🤖 AI Summary
This work addresses the challenge of efficiently localizing sparse, high-resolution pathological evidence under stringent examination budgets in whole-slide image visual question answering (WSI-VQA). It proposes PathNavigate, a training-free pathological agent that follows a “scan–search–readout” pipeline: first, a low-magnification scan constructs an anomaly-based “surprise field” to delineate suspicious regions; then, guided by question semantics, it selects high-magnification fields of view within these regions to extract evidence and generate answers. The core innovations lie in a surprise-guided scanning mechanism and a shared online memory module, which together enhance the comprehensiveness and interpretability of evidence localization without requiring task-specific training. Experiments demonstrate that PathNavigate achieves superior answer accuracy on both WSI-VQA and the SlideBench-BCNB benchmark while producing efficient, traceable evidence selection trajectories.
📝 Abstract
Whole-slide image visual question answering (WSI-VQA) frames pathology as an extreme-context search problem: to answer a free-form clinical query, a system must first navigate a gigapixel slide under a strict inspection budget to locate sparse, high-resolution evidence. Existing approaches largely fall into two paradigms: i) supervised pathology multimodal large language models (MLLMs) and agents can absorb localization and reasoning into learned modules, but they often couple navigation to task-specific supervision and retraining, limiting their practicality; ii) training-free pathology agents avoid this cost by keeping core models frozen, but often follow a question-first design, constructing the initial candidate set mainly from query-conditioned relevance. This can miss decisive morphology that is not named in the question, and force heavier inference-time scaffolding. To address this challenge, we introduce PathNavigate, a training-free pathology agent built around a scan-search-readout routine. Before question matching, PathNavigate scans the current slide at low magnification with a shared online memory module over frozen pathology features, producing a slide-specific surprise field that marks an abnormal-region pool.
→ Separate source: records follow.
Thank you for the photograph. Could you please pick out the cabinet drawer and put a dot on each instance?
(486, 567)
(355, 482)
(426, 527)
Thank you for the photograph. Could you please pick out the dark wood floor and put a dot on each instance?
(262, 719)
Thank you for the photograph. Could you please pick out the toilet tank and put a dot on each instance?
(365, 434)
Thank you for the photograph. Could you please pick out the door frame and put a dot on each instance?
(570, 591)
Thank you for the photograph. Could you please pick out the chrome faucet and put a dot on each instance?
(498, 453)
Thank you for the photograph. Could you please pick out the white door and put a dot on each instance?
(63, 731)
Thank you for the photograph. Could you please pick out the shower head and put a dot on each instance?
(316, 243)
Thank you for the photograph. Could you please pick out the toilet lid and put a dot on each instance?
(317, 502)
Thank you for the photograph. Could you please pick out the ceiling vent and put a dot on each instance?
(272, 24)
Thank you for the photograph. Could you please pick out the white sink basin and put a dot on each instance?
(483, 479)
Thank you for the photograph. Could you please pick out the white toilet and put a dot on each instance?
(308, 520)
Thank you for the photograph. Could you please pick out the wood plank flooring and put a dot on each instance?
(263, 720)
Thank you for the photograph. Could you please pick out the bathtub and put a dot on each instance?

It then applies question-conditioned PLIP relevance only within this pool to select high-magnification search targets. Finally, it extracts local high-magnification evidence and answers with a frozen perceptor-adjudicator stack, using the same online memory as slide-level context. Experiments on WSI-VQA and SlideBench-BCNB show that the proposed scan-search-readout design improves answer accuracy and yields more interpretable evidence-selection trajectories with higher efficiency.The code is available online.